The U.S. Institute for Supply Management’s non-manufacturing index improved in April with a reading of 50.7 compared to consensus expectations of a 49.0 level. The index contracted in March for the first time in 14 months.
“Being almost exactly at the dividing line between signalling contraction in services sector activity (less than 50) and expansion mode (above 50) means that the services sector is practically flat in its direction, but this is enough to suggest that the downward movement in the previous month was temporary in nature and related to the Iraq effect,” RBC says.
“By signalling a slight improvement in U.S. non-manufacturing conditions, this morning’s report should reduce even further any remaining talk of a Fed rate cut tomorrow afternoon,” RBC notes. “We are expecting no change in rates, and the tone of the accompanying comments will likely point towards a more balanced set of risks than was the case at last month’s meeting when the Fed was uncharacteristically blunt in stating that the balance of risks was difficult to read at the peak of the conflict in Iraq.”
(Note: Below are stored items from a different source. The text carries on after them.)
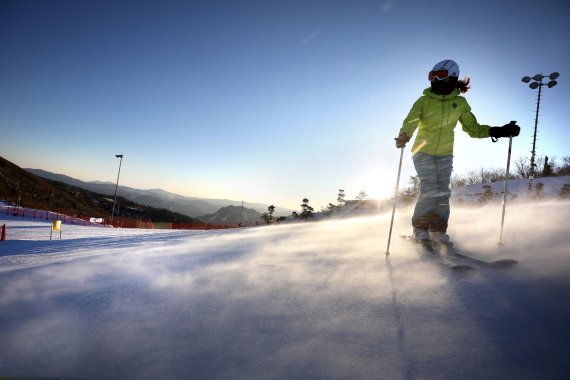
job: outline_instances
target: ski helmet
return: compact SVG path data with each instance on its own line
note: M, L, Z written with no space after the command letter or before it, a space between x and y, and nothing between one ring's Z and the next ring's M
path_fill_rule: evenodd
M436 63L428 74L430 82L435 79L443 80L447 77L459 77L459 65L451 59Z

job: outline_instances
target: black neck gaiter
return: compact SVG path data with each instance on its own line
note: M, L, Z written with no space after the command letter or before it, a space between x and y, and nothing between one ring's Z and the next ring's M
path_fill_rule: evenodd
M431 92L436 95L449 95L457 88L457 79L434 80L431 82Z

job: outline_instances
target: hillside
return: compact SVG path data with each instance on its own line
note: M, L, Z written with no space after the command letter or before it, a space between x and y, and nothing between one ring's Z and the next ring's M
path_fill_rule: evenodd
M197 219L209 224L252 226L261 223L261 213L240 206L226 206L213 214L200 216Z
M3 157L0 157L0 197L15 205L68 215L110 215L107 209L87 194L63 189L54 182L28 173Z
M114 183L100 181L84 182L66 175L51 173L41 169L28 168L26 170L46 179L67 183L69 185L100 194L113 195L115 192ZM141 190L121 185L119 185L118 194L136 203L156 208L164 208L191 217L213 214L225 206L241 207L242 205L241 201L230 199L202 199L186 197L162 189ZM265 204L251 202L245 202L244 206L258 212L265 212L268 207L268 205ZM276 207L275 209L275 215L289 215L291 212L292 210L283 207Z
M41 178L0 157L0 198L21 207L79 217L109 217L113 197L70 184ZM196 220L166 209L141 205L117 197L115 215L153 222L196 223Z
M504 199L504 182L476 183L456 187L451 190L450 204L456 207L480 207L492 204L502 204ZM414 207L416 197L402 197L398 200L398 208ZM507 204L534 202L539 200L570 199L570 176L541 177L532 182L529 190L528 179L509 180ZM317 212L315 220L326 218L350 218L357 215L371 215L388 212L392 209L394 200L366 200L347 202L344 207L327 212Z
M451 203L474 206L502 202L504 186L504 182L489 182L454 188L451 191ZM570 176L536 178L530 189L528 179L510 180L507 195L508 202L567 199L570 196Z

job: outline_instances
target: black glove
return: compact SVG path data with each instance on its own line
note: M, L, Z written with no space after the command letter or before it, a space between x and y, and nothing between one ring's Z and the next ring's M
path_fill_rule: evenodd
M403 148L406 146L406 143L410 141L410 137L406 132L404 132L394 140L396 140L396 148Z
M505 124L502 127L491 127L489 129L489 136L493 141L497 141L499 137L511 137L518 136L521 132L521 127L517 125L516 121L511 121L509 124Z

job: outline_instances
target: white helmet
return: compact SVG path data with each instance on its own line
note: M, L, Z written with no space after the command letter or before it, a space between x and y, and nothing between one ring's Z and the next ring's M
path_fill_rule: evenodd
M459 65L451 59L436 63L428 74L430 82L434 79L442 80L447 77L459 77Z

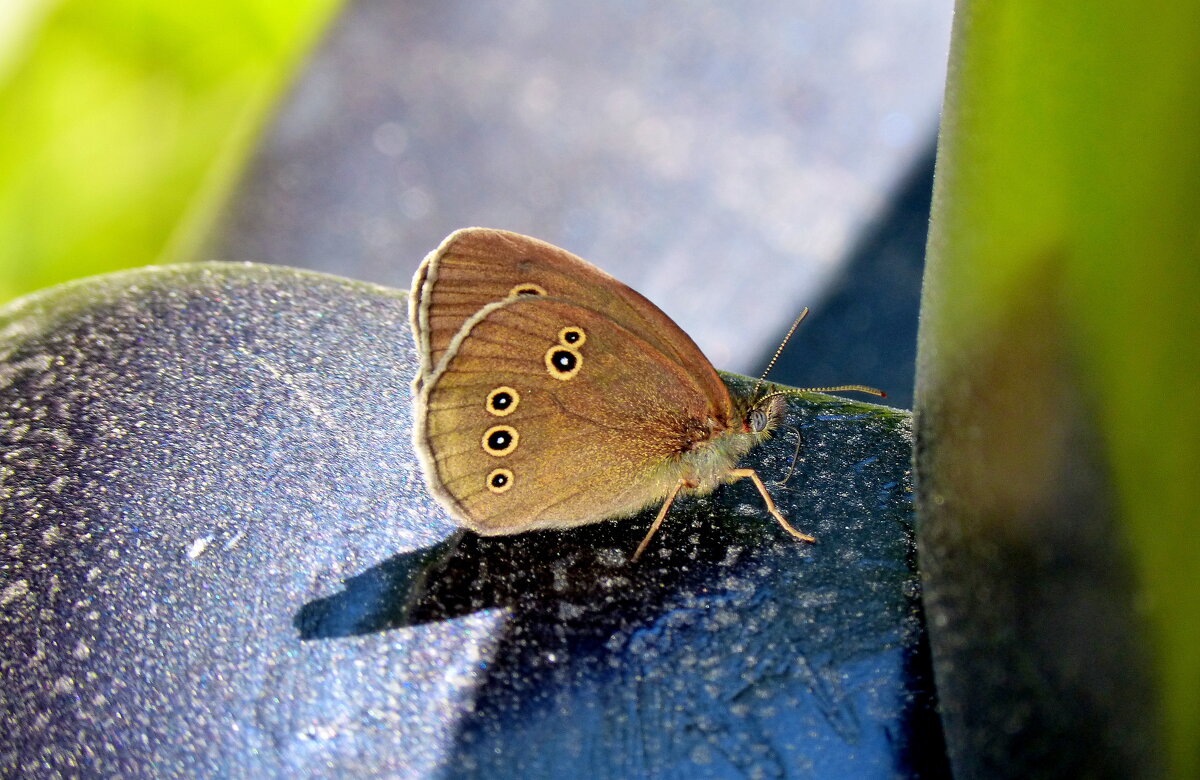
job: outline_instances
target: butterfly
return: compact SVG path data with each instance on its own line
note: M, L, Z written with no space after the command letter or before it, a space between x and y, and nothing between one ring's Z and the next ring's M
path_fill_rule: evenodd
M581 258L517 233L456 231L417 269L409 316L413 443L459 525L516 534L661 503L636 560L681 493L748 479L788 533L815 541L737 467L799 391L760 394L760 381L731 393L666 314Z

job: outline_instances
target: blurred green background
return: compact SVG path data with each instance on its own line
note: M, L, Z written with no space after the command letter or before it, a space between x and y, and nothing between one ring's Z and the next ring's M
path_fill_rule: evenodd
M5 0L0 303L186 259L336 0Z
M981 507L1037 481L1021 480L1023 468L1044 452L1052 462L1072 415L1086 419L1089 445L1046 481L1061 497L1088 461L1103 463L1097 492L1113 494L1155 653L1163 763L1198 777L1200 4L959 0L951 51L915 411L937 416L945 439L970 435L924 443L953 450L935 480L974 469L983 487L963 496L960 537L984 551L1016 546L1030 533L1014 518L1038 508L989 524ZM1039 363L1045 353L1055 359ZM1042 425L1031 410L1046 388L1061 404ZM1058 518L1042 515L1033 531L1046 535L1047 560L1070 565L1077 550L1052 538L1070 513ZM1108 527L1088 520L1096 536ZM1043 626L1042 638L1063 625Z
“With the end to the conflict in Iraq, oil trading around $14 below its intra-day peak in early March, consumer confidence now surprising substantially on the upside, and a better stock market performance recently, the outlook for the U.S. economy has improved markedly and this will likely keep the Fed in a holding pattern on rates for some time yet,” RBC predicts.
“Our forecast is for the overnight rate to remain at 1.25% for the duration of this year before the Fed starts aggressively raising rates next year as excess supply in the U.S. economy gradually dries up and inflationary pressures eventually re-emerge. Our year-end 2004 target for Fed funds is 4.5%.”